Current approaches to financing services used by patients with advanced illness have a number of limitations that often lead to limited access to hospice and palliative care services and poor quality of care at the end of life. The ACA authorized a number of payment reforms, and payers are adopting or considering other changes as well. These reforms could address some—but likely not all—of the current limitations in financing (for example, in most cases they would not add the role of long-term services
and supports for individuals at the end of life or at other points in their health trajectories). Policy makers should anticipate both the intended and unintended consequences of these reforms when structuring their design and implementation. To this end, we identify the following key elements as essential considerations for policy makers as they formulate and implement relevant reforms:
- As Medicare, Medicaid, and commercial payers move forward with efforts to bundle payment for groups of services, these models should incorporate performance metrics that are appropriate for patients with end-of-life care needs to ensure that the models do not result in lower quality of care for individuals with advanced illness. These measures would serve as the foundation for performance incentives in this area and should also be used in oversight and monitoring efforts to ensure high-quality care.
- In creating bundled payment systems, payers should consider mixed payment methods that involve providers sharing both risk and savings with the payer (as opposed to paying a fixed rate per bundle), especially while end-of-life care quality measures are in an early stage of development and use.
- Given the special concerns inherent in the financing of care for nursing home residents at the end of life, payment models that bundle acute, post-acute, and end-of-life care should be explored, again using mixed payment methods. Some package of hospice and palliative care services should be made available to nursing home residents while they are on the Medicare SNF post-acute care benefit.
- In the context of integrated care programs of all types, including MA programs, PACE, and ACO programs with risk-based payment such as the Medicare ACO demonstrations and the AQC, hospice and palliative care services should be included in the package of services for which these organizations are paid and held accountable.
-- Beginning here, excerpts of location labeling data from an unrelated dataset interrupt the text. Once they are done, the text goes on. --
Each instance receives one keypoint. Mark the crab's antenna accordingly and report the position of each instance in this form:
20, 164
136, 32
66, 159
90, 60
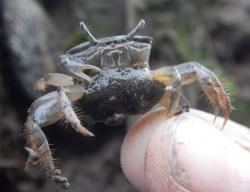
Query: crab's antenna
137, 28
84, 28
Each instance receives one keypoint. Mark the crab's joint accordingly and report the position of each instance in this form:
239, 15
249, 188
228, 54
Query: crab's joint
70, 115
137, 28
53, 79
91, 38
193, 71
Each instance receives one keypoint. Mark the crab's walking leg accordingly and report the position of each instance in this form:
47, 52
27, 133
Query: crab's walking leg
71, 117
53, 79
192, 71
44, 111
85, 29
172, 99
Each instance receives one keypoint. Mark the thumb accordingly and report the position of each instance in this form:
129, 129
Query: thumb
184, 153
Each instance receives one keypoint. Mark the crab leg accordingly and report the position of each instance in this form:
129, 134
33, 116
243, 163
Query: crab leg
53, 79
91, 38
75, 68
192, 71
172, 99
71, 117
43, 112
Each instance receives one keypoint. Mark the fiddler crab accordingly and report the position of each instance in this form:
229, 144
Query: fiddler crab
110, 78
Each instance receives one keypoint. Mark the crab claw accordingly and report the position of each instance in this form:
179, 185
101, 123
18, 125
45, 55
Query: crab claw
71, 117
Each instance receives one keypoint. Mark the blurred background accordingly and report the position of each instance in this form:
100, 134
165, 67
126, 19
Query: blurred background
33, 33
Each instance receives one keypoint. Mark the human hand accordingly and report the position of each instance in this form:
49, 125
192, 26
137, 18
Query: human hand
187, 153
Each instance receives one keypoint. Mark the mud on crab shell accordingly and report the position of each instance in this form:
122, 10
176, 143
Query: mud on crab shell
109, 79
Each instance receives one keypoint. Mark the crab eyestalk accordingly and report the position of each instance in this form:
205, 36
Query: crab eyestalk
91, 38
137, 28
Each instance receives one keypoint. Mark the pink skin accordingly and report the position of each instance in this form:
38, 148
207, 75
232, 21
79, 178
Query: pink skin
187, 153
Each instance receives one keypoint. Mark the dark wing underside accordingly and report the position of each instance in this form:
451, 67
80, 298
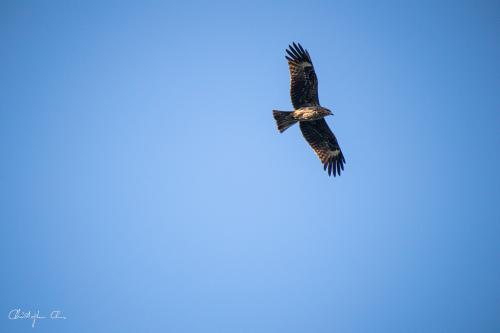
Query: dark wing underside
325, 145
303, 80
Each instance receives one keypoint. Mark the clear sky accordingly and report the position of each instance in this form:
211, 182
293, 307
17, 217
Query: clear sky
145, 188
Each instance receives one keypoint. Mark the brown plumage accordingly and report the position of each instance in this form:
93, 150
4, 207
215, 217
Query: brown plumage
308, 112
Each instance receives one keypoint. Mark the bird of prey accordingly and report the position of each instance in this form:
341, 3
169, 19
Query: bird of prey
308, 112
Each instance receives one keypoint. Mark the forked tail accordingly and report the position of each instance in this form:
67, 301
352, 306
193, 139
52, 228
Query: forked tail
284, 119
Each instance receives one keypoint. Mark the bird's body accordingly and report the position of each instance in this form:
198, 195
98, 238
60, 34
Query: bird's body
308, 112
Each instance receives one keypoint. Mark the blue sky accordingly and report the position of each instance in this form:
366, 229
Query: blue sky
145, 187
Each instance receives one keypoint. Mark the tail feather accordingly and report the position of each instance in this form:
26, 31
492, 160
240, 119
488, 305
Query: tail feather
284, 119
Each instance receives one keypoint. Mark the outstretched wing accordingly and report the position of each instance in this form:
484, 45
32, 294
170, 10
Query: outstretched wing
303, 80
325, 145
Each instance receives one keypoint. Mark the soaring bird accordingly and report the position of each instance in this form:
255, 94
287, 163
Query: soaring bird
308, 112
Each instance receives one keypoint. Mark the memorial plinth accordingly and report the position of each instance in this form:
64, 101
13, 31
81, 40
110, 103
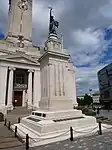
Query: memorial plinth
56, 114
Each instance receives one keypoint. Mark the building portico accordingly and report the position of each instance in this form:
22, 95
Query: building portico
20, 84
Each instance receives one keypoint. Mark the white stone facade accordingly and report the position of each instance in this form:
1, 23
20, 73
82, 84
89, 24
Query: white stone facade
48, 73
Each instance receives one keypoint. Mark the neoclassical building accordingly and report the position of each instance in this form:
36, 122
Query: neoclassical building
30, 73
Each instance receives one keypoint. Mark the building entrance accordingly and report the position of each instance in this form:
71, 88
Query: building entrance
18, 98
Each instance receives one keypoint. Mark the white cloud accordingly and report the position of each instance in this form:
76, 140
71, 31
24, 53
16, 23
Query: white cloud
86, 78
89, 46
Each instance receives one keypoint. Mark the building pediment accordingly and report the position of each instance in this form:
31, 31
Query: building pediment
20, 58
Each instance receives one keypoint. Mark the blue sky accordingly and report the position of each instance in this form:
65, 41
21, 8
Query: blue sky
87, 31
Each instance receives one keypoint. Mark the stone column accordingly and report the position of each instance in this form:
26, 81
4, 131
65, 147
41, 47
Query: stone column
30, 89
3, 84
37, 88
24, 98
10, 88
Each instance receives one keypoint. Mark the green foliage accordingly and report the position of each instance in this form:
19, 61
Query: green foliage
86, 101
85, 110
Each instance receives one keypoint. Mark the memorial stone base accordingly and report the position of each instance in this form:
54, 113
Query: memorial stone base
49, 126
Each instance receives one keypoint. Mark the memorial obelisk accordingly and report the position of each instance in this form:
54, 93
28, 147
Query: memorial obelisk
20, 20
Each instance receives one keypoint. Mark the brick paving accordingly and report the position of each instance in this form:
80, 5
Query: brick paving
7, 138
96, 142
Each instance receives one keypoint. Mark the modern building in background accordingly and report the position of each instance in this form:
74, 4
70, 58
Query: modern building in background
96, 98
31, 75
105, 85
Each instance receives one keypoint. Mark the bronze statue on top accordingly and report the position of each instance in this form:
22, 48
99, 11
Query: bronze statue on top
53, 24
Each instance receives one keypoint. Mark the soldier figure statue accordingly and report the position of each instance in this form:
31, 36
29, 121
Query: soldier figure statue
53, 24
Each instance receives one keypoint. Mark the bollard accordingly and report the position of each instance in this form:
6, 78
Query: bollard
71, 134
15, 131
5, 122
9, 125
100, 130
19, 119
27, 142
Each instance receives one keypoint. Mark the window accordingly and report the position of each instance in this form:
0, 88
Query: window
19, 79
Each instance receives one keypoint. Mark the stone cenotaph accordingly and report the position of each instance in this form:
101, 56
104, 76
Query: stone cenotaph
52, 121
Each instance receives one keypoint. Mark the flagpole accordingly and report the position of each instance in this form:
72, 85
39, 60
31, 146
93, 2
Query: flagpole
61, 40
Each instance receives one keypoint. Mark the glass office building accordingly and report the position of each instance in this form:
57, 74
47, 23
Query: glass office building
105, 85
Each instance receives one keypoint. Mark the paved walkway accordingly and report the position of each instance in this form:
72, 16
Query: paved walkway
103, 142
7, 138
106, 113
96, 142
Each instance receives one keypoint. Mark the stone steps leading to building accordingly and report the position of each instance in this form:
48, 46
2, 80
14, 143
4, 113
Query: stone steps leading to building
16, 113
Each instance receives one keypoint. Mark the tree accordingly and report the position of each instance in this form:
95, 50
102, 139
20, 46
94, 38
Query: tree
88, 99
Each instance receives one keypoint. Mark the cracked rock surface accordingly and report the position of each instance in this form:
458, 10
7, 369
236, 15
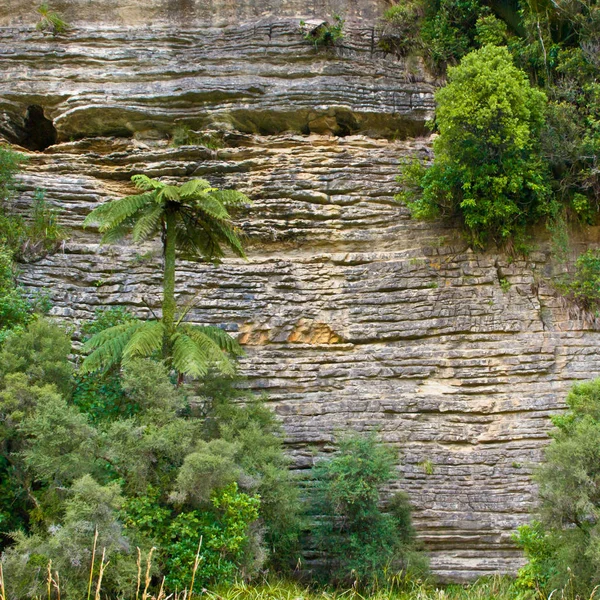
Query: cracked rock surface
353, 316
- – Alternatives to carve-outs of hospice and palliative care services for individuals with advanced illness that ensure access to high-quality end-of-life and palliative care should be explored. Although prospects for implementation are unclear, MedPAC voted in January 2014 to recommend ending the hospice carve-out within the MA program.
- – Policy makers should ensure that these programs have adequate provider networks for patients (e.g., including access to palliative care specialists) and that they provide high-quality care to patients.
- Nursing homes should be held accountable for the quality of end-of-life care provided for all residents, including both those who do and do not use hospice. To support such expectations, nursing home survey processes, public reporting efforts such as Nursing Home Compare, and P4P efforts should incorporate performance measures appropriate for patients with advanced illness. In particular, the Nursing Home Compare tool could implement such improvements in the near term to ensure that its focus is not exclusively on restoration and maintenance of functioning.
- Changes in Medicare hospice benefit payment authorized by the ACA and implemented by the Secretary of Health and Human Services should attempt to match expected costs and payments for different types of hospice stays while ensuring access to high-quality end-of-life care for all beneficiaries with advanced illness, including those with high-cost palliative care needs. The impact of such changes on both expenditures and quality of care should be monitored on an ongoing basis.